Here, defendant contends that he was prejudiced by counsel’s failure to ascertain that a prior New Jersey conviction did not constitute a predicate felony, because both the People and defense counsel considered him a second felony offender during plea negotiations. By affidavit, counsel admitted that defendant asserted that he was not a predicate felon, counsel made only a cursory check to confirm this prior to plea negotiations and he only confirmed defendant’s assertion after trial. Counsel’s failure to verify defendant’s criminal history prior to plea negotiations constituted inadequate legal assistance (see People v Garcia, 19 AD3d 17, 18 [2005]).
Acknowledging counsel’s error, we must also determine whether there is a reasonable probability that, but for this error, the result would have been different (see Mask v McGinnis, 233 F3d at 140; People v Williams, 299 AD2d at 580). To establish such prejudice, defendant must show that the People would have offered a plea deal more favorable than their offer of an aggregate prison term of 8 to 16 years if they had been aware of his actual status and, if such a deal were offered, defendant would have pleaded guilty (see People v Garcia, 19 AD3d at 20-21). Defendant does not present any evidence that the People would have offered a more favorable plea had his true status been known, instead merely relying on the assumption that first-time violent offenders will always receive more favorable plea offers than predicate offenders. As there is no evidence that the People based their plea offer on the belief that defen*941dant was a predicate offender (compare id. at 21; Mask v McGinnis, 233 F3d at 141), we are unpersuaded that a change in his status would have led to a more favorable plea offer, especially considering the serious nature of the charges here. Significantly, in Garcia and Mask, the People were offering the lowest sentences available based upon the defendants’ incorrect prior criminal records, and indicated a willingness to negotiate lower sentences if possible. Here, the People were offering mid-range sentences on two counts of the indictment, with no record indication of a willingness to negotiate further within the permissible sentencing range.

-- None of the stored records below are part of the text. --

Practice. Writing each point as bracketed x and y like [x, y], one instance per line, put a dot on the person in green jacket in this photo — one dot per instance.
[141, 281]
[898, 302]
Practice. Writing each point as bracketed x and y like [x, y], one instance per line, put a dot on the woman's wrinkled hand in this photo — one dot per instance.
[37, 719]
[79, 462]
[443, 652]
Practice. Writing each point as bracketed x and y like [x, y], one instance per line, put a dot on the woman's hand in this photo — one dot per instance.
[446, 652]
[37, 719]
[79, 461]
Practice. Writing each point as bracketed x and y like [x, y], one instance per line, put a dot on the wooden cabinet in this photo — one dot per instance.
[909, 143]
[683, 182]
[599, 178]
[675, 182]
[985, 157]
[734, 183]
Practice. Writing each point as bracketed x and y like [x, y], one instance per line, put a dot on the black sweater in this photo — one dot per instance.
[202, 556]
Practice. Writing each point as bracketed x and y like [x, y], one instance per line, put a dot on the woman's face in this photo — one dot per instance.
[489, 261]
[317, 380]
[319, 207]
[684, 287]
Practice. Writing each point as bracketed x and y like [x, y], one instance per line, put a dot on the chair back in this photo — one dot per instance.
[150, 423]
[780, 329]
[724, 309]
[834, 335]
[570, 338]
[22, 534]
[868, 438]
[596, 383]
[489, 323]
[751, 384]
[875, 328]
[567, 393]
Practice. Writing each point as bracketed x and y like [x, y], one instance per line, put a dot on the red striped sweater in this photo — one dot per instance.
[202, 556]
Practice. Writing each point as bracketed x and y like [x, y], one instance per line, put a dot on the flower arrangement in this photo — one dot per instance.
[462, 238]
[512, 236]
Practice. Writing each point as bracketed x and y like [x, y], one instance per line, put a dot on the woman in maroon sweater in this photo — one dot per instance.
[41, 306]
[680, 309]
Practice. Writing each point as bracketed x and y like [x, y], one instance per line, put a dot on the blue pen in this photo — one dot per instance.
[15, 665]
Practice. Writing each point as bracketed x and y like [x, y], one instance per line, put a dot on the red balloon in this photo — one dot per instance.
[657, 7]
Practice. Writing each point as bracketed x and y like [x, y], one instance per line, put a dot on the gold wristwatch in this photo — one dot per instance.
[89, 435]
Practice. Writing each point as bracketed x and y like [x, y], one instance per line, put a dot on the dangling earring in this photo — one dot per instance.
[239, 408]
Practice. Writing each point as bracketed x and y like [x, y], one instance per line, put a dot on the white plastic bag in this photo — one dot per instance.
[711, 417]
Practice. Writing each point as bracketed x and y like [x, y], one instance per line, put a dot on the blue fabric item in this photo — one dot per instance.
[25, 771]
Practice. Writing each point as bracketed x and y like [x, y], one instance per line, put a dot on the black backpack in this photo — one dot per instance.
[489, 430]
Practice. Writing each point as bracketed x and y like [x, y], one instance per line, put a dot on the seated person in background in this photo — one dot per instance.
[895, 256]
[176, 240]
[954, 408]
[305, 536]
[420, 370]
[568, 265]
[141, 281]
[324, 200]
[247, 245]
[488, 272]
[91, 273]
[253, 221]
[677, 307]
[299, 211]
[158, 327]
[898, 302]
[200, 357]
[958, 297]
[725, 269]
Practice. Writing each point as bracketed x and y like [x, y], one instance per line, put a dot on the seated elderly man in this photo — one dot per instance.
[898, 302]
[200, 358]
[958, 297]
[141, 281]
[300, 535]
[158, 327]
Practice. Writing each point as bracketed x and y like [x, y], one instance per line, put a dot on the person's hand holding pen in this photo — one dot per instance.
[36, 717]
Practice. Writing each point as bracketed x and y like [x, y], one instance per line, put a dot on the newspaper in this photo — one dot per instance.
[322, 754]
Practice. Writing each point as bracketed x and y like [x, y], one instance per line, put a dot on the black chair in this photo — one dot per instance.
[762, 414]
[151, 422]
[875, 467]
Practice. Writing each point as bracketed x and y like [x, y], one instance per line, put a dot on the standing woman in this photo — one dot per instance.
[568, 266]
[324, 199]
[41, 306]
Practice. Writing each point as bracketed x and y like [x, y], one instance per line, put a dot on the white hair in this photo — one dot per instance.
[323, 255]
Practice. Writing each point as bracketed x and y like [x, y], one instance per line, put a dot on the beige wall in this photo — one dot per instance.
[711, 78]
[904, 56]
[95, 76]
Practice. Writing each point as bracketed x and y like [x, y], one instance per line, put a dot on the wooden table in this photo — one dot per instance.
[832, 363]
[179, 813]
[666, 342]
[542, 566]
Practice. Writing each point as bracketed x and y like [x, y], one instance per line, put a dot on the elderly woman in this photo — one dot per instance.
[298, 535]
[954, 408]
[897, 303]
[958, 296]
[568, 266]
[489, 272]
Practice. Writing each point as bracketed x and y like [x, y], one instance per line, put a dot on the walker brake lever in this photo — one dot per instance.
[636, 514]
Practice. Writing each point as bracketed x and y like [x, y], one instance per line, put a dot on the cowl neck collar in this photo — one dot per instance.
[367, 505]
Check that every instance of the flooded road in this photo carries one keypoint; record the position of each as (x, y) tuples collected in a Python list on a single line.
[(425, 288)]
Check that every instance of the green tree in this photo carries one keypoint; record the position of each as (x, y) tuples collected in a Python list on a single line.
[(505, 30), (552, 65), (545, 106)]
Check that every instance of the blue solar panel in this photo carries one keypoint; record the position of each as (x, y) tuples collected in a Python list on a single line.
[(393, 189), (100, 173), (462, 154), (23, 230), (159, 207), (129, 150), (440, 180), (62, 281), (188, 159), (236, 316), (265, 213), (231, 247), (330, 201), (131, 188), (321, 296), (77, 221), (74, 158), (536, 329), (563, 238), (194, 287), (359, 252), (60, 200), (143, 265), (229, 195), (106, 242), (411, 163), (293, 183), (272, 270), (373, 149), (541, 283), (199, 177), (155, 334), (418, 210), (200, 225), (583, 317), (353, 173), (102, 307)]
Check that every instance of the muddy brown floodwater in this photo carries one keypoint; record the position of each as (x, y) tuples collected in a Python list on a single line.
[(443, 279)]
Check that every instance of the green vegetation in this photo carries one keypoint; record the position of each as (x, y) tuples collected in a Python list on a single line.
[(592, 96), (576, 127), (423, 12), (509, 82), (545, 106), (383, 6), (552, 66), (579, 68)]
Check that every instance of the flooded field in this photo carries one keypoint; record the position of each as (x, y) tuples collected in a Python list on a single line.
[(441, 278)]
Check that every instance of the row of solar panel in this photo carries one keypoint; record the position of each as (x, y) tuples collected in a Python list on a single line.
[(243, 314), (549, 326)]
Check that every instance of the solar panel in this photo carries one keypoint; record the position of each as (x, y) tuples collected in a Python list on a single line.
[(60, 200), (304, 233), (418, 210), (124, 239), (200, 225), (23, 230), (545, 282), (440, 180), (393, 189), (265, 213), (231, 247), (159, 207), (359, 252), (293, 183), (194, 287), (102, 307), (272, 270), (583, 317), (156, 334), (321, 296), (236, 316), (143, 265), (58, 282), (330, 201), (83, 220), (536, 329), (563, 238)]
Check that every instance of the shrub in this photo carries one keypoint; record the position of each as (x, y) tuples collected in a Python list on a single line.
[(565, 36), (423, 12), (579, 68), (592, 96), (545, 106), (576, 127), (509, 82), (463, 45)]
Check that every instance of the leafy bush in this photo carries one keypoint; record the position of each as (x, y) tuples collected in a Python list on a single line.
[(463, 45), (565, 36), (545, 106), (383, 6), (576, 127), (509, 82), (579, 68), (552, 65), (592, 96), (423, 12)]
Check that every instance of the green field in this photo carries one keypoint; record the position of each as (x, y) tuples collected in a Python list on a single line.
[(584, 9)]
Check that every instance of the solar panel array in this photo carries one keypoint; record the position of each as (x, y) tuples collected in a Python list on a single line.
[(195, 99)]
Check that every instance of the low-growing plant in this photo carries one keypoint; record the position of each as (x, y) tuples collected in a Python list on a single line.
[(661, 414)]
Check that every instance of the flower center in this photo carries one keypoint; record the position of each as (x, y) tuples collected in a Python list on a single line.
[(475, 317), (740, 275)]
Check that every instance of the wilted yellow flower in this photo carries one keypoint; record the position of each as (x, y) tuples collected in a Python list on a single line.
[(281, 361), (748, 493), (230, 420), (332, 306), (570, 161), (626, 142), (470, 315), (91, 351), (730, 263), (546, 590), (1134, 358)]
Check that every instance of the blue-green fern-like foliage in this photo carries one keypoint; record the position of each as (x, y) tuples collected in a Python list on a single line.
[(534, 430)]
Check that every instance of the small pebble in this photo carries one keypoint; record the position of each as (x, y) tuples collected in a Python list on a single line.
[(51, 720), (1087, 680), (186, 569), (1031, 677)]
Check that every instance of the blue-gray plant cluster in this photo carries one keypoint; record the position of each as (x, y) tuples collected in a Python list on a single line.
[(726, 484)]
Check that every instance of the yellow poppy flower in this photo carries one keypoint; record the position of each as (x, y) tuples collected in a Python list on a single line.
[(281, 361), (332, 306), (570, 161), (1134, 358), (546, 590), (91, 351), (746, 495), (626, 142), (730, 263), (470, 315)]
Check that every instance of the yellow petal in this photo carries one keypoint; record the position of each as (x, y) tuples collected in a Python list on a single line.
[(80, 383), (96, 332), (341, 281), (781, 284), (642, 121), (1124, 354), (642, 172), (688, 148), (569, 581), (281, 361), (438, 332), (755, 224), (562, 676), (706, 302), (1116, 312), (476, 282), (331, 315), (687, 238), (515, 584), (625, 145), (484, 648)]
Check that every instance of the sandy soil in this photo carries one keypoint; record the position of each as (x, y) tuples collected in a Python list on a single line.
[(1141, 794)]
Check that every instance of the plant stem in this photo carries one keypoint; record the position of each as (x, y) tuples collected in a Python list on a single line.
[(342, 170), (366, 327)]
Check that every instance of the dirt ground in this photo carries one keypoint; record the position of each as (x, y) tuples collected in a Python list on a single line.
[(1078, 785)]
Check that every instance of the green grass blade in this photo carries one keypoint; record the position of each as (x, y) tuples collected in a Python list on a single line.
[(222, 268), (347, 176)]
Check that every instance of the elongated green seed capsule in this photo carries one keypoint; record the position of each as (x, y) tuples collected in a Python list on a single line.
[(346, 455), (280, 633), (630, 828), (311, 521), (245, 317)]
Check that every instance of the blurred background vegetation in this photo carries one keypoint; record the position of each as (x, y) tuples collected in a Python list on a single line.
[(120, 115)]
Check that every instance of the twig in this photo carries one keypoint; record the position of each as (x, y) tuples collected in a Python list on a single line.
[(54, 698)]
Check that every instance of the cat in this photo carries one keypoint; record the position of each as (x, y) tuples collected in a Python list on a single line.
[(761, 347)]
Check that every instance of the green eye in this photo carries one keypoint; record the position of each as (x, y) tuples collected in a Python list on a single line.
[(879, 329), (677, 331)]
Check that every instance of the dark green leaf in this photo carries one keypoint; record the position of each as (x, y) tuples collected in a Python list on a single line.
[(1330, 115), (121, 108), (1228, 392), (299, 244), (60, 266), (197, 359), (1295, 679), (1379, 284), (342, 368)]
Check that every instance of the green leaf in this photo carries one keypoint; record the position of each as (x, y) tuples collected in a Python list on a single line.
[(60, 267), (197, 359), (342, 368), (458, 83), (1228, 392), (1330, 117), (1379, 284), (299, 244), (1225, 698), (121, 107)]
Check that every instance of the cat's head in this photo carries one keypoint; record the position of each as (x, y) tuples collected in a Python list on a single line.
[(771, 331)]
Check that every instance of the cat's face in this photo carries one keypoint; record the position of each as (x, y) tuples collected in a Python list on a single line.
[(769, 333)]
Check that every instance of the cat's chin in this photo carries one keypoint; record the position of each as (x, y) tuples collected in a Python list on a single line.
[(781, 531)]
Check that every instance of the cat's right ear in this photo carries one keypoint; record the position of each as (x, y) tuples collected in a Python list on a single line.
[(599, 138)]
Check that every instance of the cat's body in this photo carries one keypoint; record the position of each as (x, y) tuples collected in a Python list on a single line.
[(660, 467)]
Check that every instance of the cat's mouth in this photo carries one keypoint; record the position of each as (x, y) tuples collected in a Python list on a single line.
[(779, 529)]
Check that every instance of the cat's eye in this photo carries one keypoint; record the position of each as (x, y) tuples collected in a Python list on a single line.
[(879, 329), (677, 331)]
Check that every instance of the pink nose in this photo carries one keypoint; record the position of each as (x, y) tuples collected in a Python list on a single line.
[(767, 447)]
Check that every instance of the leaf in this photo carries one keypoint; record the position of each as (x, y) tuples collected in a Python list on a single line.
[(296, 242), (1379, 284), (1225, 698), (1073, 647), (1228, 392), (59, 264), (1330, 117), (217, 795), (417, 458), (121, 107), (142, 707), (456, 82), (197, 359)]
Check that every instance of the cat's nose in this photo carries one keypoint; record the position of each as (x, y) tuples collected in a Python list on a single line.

Defendant also failed to present objective evidence that, if given the opportunity, he would have accepted a more favorable plea offer (see United States v Gordon, 156 F3d 376, 381 [1998]). Defendant relies solely upon his own self-serving affidavit in which he states that had a more favorable offer been extended, he “would have considered [it].” While there is no record evidence as to what sentence defendant would have been willing to accept, based on the charges he faced it is unlikely that there would have been a significant disparity between an offer made with knowledge that defendant was a first-time felon and the 8-to 16-year term that he was offered (cf. Mask v McGinnis, 233 F3d at 142). As defendant rejected an offer of 8 to 16 years in prison and was willing to go to trial facing a term with a maximum of life imprisonment, and he failed to provide a definitive statement as to what sentence he would have accepted, we are not convinced that defendant would have accepted a more favorable offer had it been made. Thus, we cannot find that counsel’s misconception during plea negotiations caused defendant any prejudice.
Crew III, J.P., Peters, Mugglin and Rose, JJ., concur. Ordered that the order is affirmed.